Protein–protein interaction (PPI) and hub gene discovery

To integrate biomolecular interaction networks with high-throughput expression data and other molecular states, we obtained protein and functional interaction networks for the 39 combined DEGs from the STRING database (RRID:SCR_005223, and visualized them using Cytoscape45. To investigate the hub gene network, we utilized the CytoHubb Plugin for Cytoscape (RRID:SCR_003032). This plugin offers a variety of techniques for identifying critical nodes in biological networks and their connections to other genes. In our study, the top 10 hub genes were identified by employing diverse algorithms (closeness, MNC, EPC, and betweenness ranking methods) to identify hub genes. The resulting network colored the hub nodes according to their relevance, with red representing the greatest score and yellow representing the lowest. We identified HSPA1A, NR1I3, PPARGC1A, and MAT1A as the common interacting hub genes after completing a Venn diagram analysis on the top 10 hub genes from each ranking method. In addition, network analysis was used to look into the protein–protein interactions involving these hub genes. The online program ShinyGO 0.77 was used to demonstrate the enrichment of the interactor network using Gene Ontology biological process pathway (GO-BP) and KEGG pathway.

Gene set enrichment analysis (GSEA)

We separated the TCGA-LIHC samples into two groups based on the average gene expression value to find enriched gene sets based on the highly expressed group of HSPA1A, NR1I3, PPARGC1A, and MAT1A genes. We used GSEA software (RRID:SCR_005724) to run 1000 permutations of the KEGG pathways (c2.cp.kegg.v2023.1) and GO-BP gene sets (c5.go.bp.v2023.1) gene sets to determine the enrichment score (ES). Based on the following criteria, the ten gene sets with the highest statistical significance were chosen: |NES|> 1, NOM p-value < 0.05, and FDR q-value < 0.25, indicating statistical significance. In addition, we used the Kaplan–Meier method and Cox regression analysis to determine the effect of HSPA1A, NR1I3, PPARGC1A, and MAT1A gene expression on prognosis. Variables with a p-value less than 0.1 in the univariate Cox regression were included in the multivariate Cox regression in the Cox regression study.

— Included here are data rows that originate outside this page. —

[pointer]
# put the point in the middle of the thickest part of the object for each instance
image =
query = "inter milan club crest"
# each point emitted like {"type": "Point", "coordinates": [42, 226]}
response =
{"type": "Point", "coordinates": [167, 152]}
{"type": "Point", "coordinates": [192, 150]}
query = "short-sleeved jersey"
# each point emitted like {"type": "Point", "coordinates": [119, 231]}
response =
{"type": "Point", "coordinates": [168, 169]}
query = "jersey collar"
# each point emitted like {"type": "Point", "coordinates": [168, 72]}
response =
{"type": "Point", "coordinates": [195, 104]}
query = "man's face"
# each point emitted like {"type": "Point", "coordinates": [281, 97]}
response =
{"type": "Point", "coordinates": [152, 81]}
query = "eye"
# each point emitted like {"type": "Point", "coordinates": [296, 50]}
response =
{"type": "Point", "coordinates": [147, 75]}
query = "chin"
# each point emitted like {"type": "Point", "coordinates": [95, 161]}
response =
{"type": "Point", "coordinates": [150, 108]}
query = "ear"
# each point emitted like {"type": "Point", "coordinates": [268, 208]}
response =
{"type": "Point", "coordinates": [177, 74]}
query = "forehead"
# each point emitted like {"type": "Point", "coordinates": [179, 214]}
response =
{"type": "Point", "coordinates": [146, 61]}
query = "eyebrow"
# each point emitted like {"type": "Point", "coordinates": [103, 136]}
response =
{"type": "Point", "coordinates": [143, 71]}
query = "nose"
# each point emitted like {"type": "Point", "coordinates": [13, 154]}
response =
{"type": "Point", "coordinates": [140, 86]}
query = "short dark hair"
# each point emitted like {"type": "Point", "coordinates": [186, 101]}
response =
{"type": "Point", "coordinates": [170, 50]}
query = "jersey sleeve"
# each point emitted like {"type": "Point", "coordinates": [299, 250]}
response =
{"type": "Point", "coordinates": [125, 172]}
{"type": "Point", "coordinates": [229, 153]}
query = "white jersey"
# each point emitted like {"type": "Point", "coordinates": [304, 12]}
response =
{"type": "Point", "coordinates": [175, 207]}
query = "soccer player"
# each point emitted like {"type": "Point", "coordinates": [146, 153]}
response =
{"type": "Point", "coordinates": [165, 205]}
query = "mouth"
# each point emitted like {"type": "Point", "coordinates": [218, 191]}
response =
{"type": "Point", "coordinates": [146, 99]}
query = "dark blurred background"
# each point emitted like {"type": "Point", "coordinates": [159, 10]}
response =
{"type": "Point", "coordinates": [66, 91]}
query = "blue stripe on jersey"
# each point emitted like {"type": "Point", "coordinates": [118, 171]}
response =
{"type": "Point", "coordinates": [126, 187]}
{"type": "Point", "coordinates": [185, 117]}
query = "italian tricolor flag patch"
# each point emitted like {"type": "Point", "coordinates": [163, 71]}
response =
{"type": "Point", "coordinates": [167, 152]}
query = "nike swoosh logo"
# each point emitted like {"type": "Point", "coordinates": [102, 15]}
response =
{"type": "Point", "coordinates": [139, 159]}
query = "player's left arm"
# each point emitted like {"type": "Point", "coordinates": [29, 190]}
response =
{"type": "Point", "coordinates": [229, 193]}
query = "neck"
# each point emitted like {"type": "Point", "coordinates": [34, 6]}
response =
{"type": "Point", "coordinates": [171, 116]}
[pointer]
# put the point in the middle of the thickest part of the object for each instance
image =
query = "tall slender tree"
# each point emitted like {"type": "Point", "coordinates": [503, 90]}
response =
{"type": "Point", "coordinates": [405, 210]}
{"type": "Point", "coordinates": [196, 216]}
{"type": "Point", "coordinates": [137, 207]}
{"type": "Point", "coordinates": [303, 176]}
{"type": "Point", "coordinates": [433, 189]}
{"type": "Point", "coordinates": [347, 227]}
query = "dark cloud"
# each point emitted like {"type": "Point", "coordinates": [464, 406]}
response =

A p-value less than 0.05 was considered statistically significant.

Statistical analysis

An independent Student's t-test in GraphPad Prism (version 8.0.1, RRID:SCR_002798) was used to analyze the difference in HSPA1A, NR1I3, PPARGC1A, and MAT1A gene expression between distinct sample groups (Benzopyrene vs. control, NASH vs. healthy, tumors vs. normal). A chi-square test was used in R software (version 4.2.1) to examine the relationship between high and low expression of HSPA1A, NR1I3, PPARGC1A, and MAT1A genes and clinical phenotypic data in the TCGA-LIHC dataset. Statistical significance was set at p < 0.05, and the level of significance was indicated as follows: * p < 0.05, ** p < 0.01, *** p < 0.001, ****p < 0.0001.


Prior to sample collection, all patients/donors were provided with detailed information about the study objectives, procedures, and potential risks. Informed consent was obtained from each participant, ensuring their voluntary participation in the study. Human experiments complied with the Ethical guidelines of The Code of Ethics of the World Medical Association (Declaration of Helsinki). The research protocol was reviewed and approved by the General Hospital of Northern Theater Command before the commencement of the study. The study had been performed in accordance with the Declaration of Helsinki.